John McEnroe est dans son élément à New York. Quadruple vainqueur de l'épreuve, en 1979, 1980, 1981 et 1984, il connaît mieux que quiconque la magie de Flushing Meadows. Les Américains raffolent de son style exubérant, dont il use à merveille, sachant pertinemment que son palmarès lui permet bien des écarts.

«Who the fuck is this Belgian Davis Cup captain?», avait-il ainsi encore clamé dimanche dernier, après le match de Xavier Malisse contre Andre Agassi. «Mais bon Dieu, dites-moi qui est ce capitaine de l'équipe belge de Coupe Davis?» Enthousiasmé par la prestation du Courtraisien, il ne comprenait pas comment Steven Martens pouvait se passer d'un joueur aussi talentueux pour affronter les Etats-Unis.
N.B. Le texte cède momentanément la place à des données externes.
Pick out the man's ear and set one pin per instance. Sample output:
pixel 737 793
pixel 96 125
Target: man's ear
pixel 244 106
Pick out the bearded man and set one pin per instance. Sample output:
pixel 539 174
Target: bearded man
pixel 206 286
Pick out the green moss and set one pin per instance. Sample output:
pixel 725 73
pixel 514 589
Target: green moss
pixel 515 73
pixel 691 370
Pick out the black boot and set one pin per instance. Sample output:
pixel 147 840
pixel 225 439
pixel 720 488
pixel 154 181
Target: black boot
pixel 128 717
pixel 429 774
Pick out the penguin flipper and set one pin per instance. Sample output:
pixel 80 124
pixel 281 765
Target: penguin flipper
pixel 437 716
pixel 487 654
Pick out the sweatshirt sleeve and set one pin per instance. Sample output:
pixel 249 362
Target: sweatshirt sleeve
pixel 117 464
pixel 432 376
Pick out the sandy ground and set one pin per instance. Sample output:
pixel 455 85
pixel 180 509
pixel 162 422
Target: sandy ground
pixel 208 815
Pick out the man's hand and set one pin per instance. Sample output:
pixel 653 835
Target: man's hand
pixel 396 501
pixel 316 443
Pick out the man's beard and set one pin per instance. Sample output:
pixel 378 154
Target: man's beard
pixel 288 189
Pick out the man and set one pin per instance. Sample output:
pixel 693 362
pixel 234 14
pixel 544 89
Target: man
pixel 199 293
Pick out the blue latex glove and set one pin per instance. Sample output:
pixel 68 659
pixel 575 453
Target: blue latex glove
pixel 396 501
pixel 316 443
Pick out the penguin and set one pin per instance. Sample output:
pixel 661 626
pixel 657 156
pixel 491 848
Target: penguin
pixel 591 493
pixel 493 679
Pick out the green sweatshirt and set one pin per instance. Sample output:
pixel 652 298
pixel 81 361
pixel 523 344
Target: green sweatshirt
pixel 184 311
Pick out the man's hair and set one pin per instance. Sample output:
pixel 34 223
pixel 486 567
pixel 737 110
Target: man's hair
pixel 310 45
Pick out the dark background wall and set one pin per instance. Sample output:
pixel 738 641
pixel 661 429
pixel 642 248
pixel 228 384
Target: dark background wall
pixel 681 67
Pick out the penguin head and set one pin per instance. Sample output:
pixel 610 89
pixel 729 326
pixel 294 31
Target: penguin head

Si Justine Henin est sa joueuse préférée, pour le tennis intelligent et tout en toucher qu'elle développe, Kim Clijsters le fascine également. «Kim pratique un tennis impitoyable! Elle est d'une classe à part. Je crois qu'elle vit sur un nuage pour l'instant. Il semblerait qu'elle frappe chaque balle avec une parfaite maîtrise, même s'il lui arrive de se précipiter pour forcer les choses comme ce fut le cas contre Venus.»

«Big Mac», qui s'est déchaîné lors du quart de finale électrique entre Andre Agassi et James Blake, remporté 7-6 au cinquième set par l'ancien numéro un mondial, n'est pas un grand passionné du tennis féminin. Cela ne l'empêchera pas de suivre d'un oeil intéressé la demi-finale contre Maria Sharapova, vendredi. «J'ai toujours dit que les soeurs Williams et Sharapova seraient ses plus grandes rivales. Kim, en tout cas, m'a l'air d'être une jeune joueuse très déterminée. Elle mérite de gagner un jour une levée du Grand Chelem.»